37. Le conseil de famille n’est point tenu de suivre les formes ordinaires, soit dans l’instruction des causes portées devant lui, soit dans les jugemens qu’il rend.

     Néanmoins il doit toujours entendre les parties, soit par elles-mêmes, soit par leur fondé de pouvoirs, et ses jugemens sont motivés.

     Il doit aussi avoir prononcé dans le mois.

38. Les jugemens rendus par le conseil de famille ne sont point susceptibles de recours en cassation. Ils sont signifiés aux parties à la requête du grand-juge, par les huissiers de la chambre ou tous autres à ce commis.

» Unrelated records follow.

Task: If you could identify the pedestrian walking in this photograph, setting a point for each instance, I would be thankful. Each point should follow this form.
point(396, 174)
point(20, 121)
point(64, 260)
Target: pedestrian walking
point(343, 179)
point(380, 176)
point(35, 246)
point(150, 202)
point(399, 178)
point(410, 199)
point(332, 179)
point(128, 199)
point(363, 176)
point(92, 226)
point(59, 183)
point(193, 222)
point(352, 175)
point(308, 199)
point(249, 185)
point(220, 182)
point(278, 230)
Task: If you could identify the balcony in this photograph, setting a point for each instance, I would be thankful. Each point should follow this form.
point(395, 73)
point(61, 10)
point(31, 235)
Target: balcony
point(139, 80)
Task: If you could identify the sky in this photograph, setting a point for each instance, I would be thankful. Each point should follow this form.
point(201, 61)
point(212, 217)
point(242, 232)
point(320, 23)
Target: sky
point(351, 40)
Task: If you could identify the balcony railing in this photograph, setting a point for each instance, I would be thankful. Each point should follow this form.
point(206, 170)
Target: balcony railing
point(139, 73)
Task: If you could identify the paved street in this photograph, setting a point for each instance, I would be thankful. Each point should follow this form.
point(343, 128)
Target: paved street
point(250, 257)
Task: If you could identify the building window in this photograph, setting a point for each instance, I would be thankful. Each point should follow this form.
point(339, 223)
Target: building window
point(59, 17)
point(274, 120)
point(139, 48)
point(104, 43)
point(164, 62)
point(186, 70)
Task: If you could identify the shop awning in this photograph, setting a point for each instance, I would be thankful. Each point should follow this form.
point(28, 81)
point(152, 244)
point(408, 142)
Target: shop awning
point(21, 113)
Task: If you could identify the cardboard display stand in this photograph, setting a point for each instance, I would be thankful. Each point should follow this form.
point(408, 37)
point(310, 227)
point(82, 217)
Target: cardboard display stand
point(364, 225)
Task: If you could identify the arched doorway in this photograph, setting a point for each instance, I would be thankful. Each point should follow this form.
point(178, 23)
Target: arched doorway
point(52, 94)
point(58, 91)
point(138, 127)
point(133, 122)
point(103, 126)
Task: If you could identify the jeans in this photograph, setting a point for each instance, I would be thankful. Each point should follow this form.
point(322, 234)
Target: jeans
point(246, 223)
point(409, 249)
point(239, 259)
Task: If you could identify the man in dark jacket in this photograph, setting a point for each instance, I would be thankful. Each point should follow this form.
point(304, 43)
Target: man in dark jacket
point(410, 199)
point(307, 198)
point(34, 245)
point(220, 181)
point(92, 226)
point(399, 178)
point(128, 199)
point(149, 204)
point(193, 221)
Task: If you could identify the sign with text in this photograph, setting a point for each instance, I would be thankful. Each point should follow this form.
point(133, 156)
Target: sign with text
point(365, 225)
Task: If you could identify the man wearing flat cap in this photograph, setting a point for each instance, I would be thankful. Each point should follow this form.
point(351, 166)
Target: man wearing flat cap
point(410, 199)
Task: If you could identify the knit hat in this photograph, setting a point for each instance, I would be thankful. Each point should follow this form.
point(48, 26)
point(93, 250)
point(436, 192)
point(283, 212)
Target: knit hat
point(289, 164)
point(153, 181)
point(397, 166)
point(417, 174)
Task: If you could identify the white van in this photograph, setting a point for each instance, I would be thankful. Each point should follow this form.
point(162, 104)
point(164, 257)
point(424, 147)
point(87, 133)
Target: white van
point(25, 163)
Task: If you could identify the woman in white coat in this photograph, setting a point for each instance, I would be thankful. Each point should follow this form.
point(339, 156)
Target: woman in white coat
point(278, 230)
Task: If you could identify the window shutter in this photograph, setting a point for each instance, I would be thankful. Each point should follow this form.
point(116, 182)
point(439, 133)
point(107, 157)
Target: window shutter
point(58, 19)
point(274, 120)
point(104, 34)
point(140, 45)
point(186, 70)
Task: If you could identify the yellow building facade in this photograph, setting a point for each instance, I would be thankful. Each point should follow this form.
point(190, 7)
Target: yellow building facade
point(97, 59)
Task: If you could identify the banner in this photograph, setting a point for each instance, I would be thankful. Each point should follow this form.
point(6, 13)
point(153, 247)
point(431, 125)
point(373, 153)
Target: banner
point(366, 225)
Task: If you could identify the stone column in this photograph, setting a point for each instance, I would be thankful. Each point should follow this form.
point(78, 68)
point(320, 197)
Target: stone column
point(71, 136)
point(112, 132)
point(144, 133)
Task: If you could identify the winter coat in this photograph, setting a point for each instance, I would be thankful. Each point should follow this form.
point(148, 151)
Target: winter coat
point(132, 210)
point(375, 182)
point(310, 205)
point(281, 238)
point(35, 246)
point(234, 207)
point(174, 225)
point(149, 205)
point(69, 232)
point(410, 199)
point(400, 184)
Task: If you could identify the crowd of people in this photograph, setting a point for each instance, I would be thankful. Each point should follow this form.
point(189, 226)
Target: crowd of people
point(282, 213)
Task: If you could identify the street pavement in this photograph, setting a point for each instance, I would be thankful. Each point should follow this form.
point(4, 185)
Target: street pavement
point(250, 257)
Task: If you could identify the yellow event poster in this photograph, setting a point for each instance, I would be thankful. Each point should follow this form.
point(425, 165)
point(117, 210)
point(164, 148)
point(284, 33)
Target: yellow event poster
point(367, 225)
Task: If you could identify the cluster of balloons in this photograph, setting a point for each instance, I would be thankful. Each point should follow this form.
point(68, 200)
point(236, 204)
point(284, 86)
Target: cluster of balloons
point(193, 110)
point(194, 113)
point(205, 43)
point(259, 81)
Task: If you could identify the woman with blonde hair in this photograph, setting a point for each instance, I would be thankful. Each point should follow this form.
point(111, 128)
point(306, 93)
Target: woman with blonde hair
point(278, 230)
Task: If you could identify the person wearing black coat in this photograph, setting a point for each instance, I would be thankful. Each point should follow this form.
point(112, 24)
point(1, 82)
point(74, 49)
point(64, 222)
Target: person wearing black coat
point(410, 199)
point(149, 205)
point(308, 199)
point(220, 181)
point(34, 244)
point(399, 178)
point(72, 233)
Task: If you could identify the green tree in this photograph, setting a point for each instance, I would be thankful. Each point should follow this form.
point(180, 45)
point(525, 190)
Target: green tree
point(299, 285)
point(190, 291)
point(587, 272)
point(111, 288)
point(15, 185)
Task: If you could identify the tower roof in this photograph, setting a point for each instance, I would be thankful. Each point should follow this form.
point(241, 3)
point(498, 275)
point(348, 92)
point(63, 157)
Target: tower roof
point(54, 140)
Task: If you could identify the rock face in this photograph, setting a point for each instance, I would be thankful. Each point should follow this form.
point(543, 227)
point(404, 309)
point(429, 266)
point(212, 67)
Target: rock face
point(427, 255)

39. Lorsque le conseil de famille statue sur des plaintes, et qu’il les croit fondées, il se borne à déclarer que celui contre qui elles sont dirigées, est répréhensible pour le fait que la plainte spécifie, et renvoie pour le surplus à l’Empereur.

40. Si l’Empereur ne croit pas devoir user d’indulgence, il prononce l’une des peines portées en l’article 31 ci-dessus, et même, suivant la gravité du fait, la peine de deux ans de réclusion dans une prison d’État.

 

TITRE VI.

Des Dispositions du présent Statut qui sont applicables aux Princes de l’Empire titulaires des grandes dignités.

41. Les grands dignitaires et les ducs sont assujettis aux dispositions de l’article 31 ci-dessus, dans les cas prévus par cet article.

     Donné en notre palais des Tuileries, le 30 Mars de l’an 1806.

                                                                      Signé NAPOLÉON.